On The Inside Looking Out


Being open to change is one of the most important qualities we can cultivate as humans. As a concept it’s most commonly called open-mindedness and I think the imagery behind that name encapsulates the idea most appropriately.

When we talk about transition or change we usually phrase it as being external to us, and often on the surface it is: something can change within our environment and we have to adapt to cope with that change. That, as it stands, is no revolutionary concept.

What happens though if we accept change as a constant; an inevitability? The focus shifts from dealing with external changes as they come, towards cultivating an internal mindset that can readily evaluate a constantly changing world. In this way we’re able not only to adapt our individual circumstances to new situations, but also to capitalise on minor and major fluctuations and select the best possible outcome.

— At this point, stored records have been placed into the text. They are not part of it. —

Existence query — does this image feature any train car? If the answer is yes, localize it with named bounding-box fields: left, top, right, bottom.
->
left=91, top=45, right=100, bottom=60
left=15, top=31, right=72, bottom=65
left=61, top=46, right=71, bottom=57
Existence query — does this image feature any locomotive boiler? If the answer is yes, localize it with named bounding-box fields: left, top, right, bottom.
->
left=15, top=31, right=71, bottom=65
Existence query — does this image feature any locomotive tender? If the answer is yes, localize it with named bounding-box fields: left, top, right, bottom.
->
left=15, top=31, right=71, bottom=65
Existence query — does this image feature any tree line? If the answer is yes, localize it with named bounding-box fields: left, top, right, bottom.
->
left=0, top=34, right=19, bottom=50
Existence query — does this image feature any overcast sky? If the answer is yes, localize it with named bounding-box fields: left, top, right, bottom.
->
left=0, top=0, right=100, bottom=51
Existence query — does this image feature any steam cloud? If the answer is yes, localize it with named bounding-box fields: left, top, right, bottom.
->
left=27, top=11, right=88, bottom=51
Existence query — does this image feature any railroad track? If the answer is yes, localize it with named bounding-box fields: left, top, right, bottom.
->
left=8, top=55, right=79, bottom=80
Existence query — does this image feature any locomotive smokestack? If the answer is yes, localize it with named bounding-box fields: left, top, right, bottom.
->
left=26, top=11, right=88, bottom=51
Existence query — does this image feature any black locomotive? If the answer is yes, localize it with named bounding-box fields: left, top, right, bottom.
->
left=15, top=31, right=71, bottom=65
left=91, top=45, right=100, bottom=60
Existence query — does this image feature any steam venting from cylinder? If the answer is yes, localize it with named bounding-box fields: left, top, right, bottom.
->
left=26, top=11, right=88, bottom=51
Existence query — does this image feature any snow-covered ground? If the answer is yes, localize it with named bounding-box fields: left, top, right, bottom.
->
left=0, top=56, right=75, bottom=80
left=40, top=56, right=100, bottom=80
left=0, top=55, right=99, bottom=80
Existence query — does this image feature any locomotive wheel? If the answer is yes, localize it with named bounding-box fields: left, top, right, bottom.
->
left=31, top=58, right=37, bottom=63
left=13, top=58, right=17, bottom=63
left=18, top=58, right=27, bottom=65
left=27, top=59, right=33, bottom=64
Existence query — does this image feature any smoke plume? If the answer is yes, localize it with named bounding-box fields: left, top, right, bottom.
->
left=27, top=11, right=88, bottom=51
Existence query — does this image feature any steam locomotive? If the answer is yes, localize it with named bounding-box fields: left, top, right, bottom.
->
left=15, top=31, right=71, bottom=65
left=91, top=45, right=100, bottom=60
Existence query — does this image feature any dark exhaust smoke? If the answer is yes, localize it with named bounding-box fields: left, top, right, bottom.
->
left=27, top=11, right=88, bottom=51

That mindset is something I value within my friendships above almost everything, and in my opinion, for good reason. Being willing and able to understand other perspectives and opinions and to integrate them in to your own way of thinking, demonstrates a level of emotional intelligence necessary to cultivate truly fulfilling connections.

Everyone has moments where we learn something about the world, or ourselves, that clashes with our existing world view or self-image. In these situations it’s easy to paint things as black and white: eg. “I’m right and they’re wrong.”

We’re all guilty of doing it and it’s definitely a route to dealing with problems that provides the least inner turmoil. The human brain will often default to taking the easiest route: one that allows us to stay as we are, while expending minimal effort and cognitive dissonance.

It’s much more difficult to question our inner motives and assumptions and revise our points of view. The cognitive horsepower that this more mindful process takes up is much more significant and can present us with tough questions and realities about ourselves and the world around us. However, to live as honest and open individuals, coming face-to-face with the inner workings of our mind is a prerequisite. We may not always like what we uncover, but by facing it head on we accept that we can be better, to ourselves, to others and to the promise of a rich and fufilling life.

More and more I’ve found myself demanding to be mindful of changes happening externally and internally. There are some aspects of my life I’ve managed to figure out and become increasingly competent at but there are other aspects, born from inexperience, that have revealed to be lacking. Being open to these deficiencies and monitoring how I respond to them has helped me immeasurably in positively building on these new experiences and coping with unexpected change.

Those who view successful relationships and experiences as a result of skills to be developed are more likely to improve their relationships and have fulfilling experiences.

I don’t assume to have all the answers and I can only speak from personal experience but when I have had setbacks and adversity, holding fast to this growth mind-set has proven invaluable in helping me to develop a desire to learn, to embrace challenges, to persist in the face of setbacks, and to see effort as a path to mastery.